When I heard that National Public Radio was launching a multi-part series on the sexual abuse of people with intellectual disabilities, I was only surprised that it took this long for someone to focus on this aspect of the #metoo movement.
According to the promotional materials for the NPR series, a person with intellectual disabilities is seven times more likely to be sexually assaulted. I don’t believe that for a second. The number’s got to be way higher.
People with intellectual disabilities can’t always speak up for themselves. Often, particularly as adults, they are cared for by virtual strangers—strangers who are underpaid, undertrained, and unsupervised. It’s the easiest recipe for disaster.
And then there is another element—love. Or the desire for it, anyway. Like the rest of us, people with intellectual disabilities have the capacity to love.
And some people with intellectual disabilities even have a little more capacity to love. Sophie’s one of them. It’s a cliché about Down syndrome that holds true with my daughter—although it must be added that she doesn’t love everyone. Far from it. But if you do happen to be the object of Sophie’s affection, trust me, you’ll know it.
Last summer, Sophie’s older sister Annabelle attended a week-long camp that focuses on diversity. We picked her up from the bus on the last day and our little family drove to dinner. Annabelle was full of stories about what it meant to be gay, African American, Latino, Jewish, rich, poor.
I asked if there was any talk of disability. “Just for, like, an hour,” she scoffed. At 16, Annabelle is already an activist, thanks to her sister. “And not about Down syndrome. Only autism and ADHD.”
There was an uncomfortable silence in the car, as the words “disabled” and “Down syndrome” hung in the air. It was an awkward moment. Beginning when she was eight, Sophie has been telling us that she doesn’t want to have Down syndrome. We work so hard to include her in every aspect of our lives, and she works to be included, but sometimes we’re all reminded that Sophie is, in fact, different. My husband Ray, not a fan of awkward silences, jumped in.
“Oh, you’re not even disabled, Sophie!” he said.
Sophie’s response was quick. “My disability is love.”
I caught my breath. Not because I’m sure Sophie knew exactly what she was saying, but because even if she didn’t, there was so much truth to her words.
Sophie is right. Her disability is love. If Sophie loves you, watch out, because a torrent of emotion is headed your way and it might be in the form of a totally appropriate hug, or it might happen in three dozen texts in the middle of the night. If you don’t love her back, she will keep at it until you tell her to go away, and even then she’ll probably still keep at it.

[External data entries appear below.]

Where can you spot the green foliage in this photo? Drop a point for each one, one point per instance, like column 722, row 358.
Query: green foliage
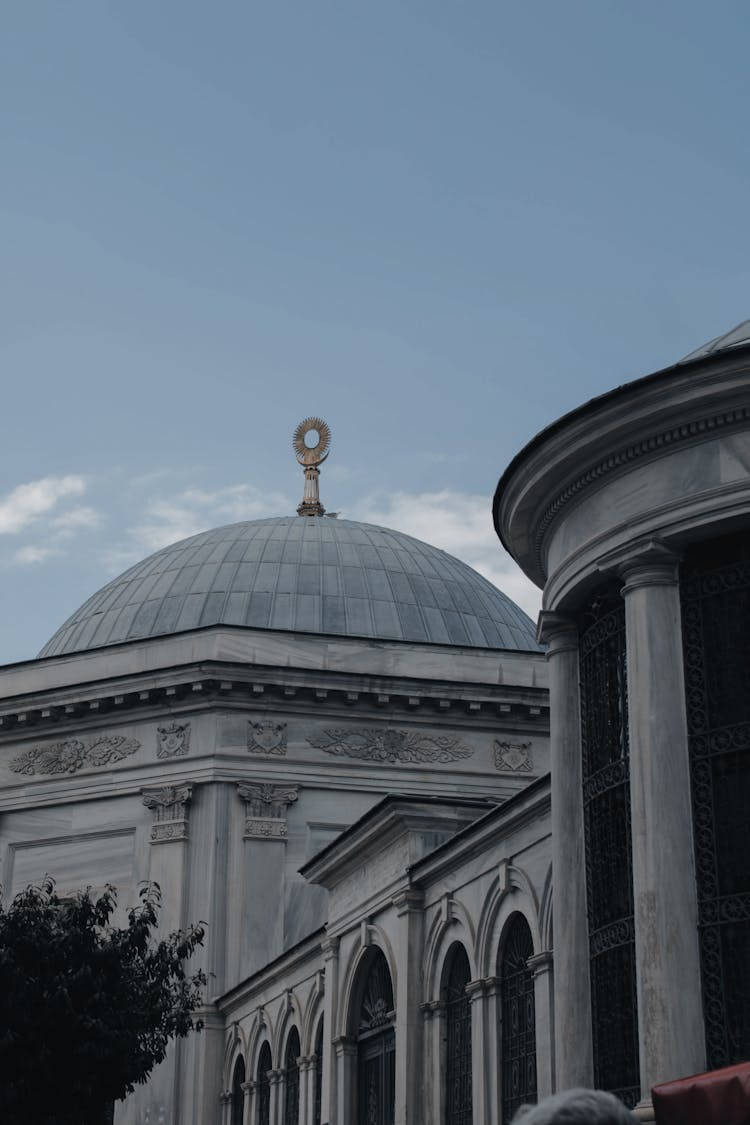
column 87, row 1009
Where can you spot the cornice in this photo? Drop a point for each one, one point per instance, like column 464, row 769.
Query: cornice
column 197, row 687
column 640, row 421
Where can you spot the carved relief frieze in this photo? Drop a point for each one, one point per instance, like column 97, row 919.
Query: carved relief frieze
column 170, row 806
column 173, row 740
column 265, row 809
column 74, row 754
column 373, row 744
column 267, row 737
column 514, row 756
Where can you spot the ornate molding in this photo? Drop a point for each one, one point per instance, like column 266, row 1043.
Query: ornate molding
column 267, row 737
column 373, row 744
column 74, row 754
column 514, row 756
column 173, row 740
column 170, row 806
column 676, row 435
column 265, row 808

Sophie loves a lot of people—her sister, father, grandmother, her nanny, her best friend from kindergarten, her eighth grade social studies teacher. She loves me most of all, a break-down-the-door kind of love I never would have imagined, let alone craved, and now can’t live without.
No one has taken advantage of Sophie’s love, not so far as I know. But even without hearing the stories on NPR, I know—and have known for a long time—that it’s a very real possibility. Probably more likely than not.

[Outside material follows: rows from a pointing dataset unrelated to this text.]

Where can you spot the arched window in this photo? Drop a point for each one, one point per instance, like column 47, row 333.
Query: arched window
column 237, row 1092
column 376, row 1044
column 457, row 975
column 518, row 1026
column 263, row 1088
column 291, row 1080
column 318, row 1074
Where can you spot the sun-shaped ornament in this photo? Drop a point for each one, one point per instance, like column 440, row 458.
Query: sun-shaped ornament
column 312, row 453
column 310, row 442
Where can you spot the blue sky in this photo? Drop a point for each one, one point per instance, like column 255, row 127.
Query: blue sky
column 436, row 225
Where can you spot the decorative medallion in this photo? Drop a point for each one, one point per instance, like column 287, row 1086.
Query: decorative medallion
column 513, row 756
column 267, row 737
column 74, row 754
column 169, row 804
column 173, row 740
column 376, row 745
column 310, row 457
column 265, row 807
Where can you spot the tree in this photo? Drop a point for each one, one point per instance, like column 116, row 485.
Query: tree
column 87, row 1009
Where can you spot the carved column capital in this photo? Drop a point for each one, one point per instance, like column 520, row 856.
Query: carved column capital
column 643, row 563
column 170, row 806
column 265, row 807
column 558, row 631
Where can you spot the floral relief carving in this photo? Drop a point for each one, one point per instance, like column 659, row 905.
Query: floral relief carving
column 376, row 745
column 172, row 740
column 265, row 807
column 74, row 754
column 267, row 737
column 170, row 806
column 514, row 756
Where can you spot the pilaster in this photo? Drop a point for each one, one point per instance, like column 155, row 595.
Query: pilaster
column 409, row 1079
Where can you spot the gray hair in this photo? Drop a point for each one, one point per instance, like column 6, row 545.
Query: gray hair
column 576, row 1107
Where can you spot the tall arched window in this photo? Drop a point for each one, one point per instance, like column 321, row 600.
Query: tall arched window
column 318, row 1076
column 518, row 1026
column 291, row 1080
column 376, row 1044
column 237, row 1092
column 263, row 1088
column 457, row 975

I let my daughter kiss me on the lips even though I know I really shouldn’t. I’m terrified in equal parts that she won’t ever find real, grown-up love—and that she will, but that it won’t be the right kind.
I wonder if I can be enough for Sophie. I wonder what could happen to her when I’m not around, or someday, when I’m gone. I wonder if now, before it’s too late, I should try to teach her not to love, if that will keep her safe.

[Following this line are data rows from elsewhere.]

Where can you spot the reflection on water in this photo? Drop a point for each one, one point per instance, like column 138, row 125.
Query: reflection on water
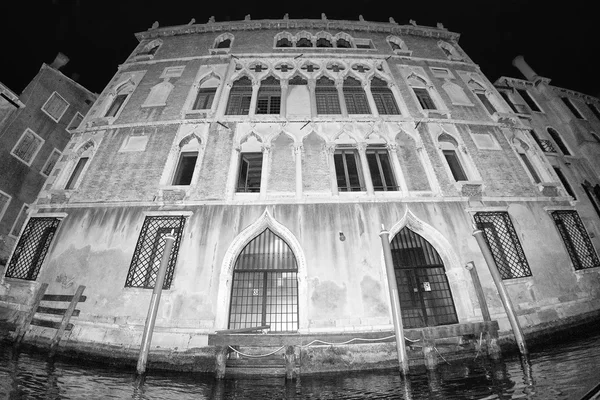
column 558, row 371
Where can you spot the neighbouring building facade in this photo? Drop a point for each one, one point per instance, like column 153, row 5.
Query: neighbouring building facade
column 274, row 150
column 35, row 127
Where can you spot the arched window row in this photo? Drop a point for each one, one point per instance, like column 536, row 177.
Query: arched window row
column 321, row 40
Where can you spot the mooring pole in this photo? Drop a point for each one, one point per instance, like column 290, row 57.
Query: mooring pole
column 153, row 309
column 506, row 302
column 394, row 300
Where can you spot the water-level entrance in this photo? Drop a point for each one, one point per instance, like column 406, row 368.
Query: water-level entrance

But without the possibility of love, that doesn’t sound like much of a life.
Amy Silverman was born and raised in the sometimes scary state of Arizona. She escaped—but returned and, to her great surprise, is living happily ever after (knock wood) with her husband Ray, daughters Annabelle and Sophie, and a revolving cast of pets. Amy’s book, “My Heart Can’t Even Believe It: A Story of Science, Love, and Down Syndrome,” was published in 2016.